Sounds like a good usecase for a @dataProvider? And maybe dedicated test methods ...

damiankloip’s picture

FileSize
35.71 KB
11.32 KB

mit data providers

dawehner’s picture

Status: Needs review » Reviewed & tested by the community
Issue tags: -Needs technical direction

Nice descriptive test methods. Thank you!

alexpott’s picture

Status: Reviewed & tested by the community » Fixed

This issue is a major task that will improve performance significantly and the disruption it introduces is limited. Per https://www.drupal.org/core/beta-changes, this is a good change to complete during the Drupal 8 beta phase. Committed dc53be5 and pushed to 8.0.x. Thanks!

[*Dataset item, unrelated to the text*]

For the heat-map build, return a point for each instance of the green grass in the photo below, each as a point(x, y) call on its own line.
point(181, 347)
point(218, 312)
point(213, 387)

  • alexpott committed dc53be5 on 8.0.x
    Issue #2483433 by damiankloip, Wim Leers, catch, dawehner: Optimize...
Wim Leers’s picture

Several significant loose ends were left here, resulting in both dead and inconsistent code. Created #2505171: Follow-up for #2483433, with a patch, to fix that.

  • catch committed 8114a72 on 8.0.x
    Issue #2505171 by Wim Leers: Follow-up for #2483433
    

  • catch committed 848d6b8 on 8.0.x
    Issue #2505171 by neclimdul: Follow-up for follow-up for #2483433 (...

Status: Fixed » Closed (fixed)

Automatically closed - issue fixed for 2 weeks with no activity.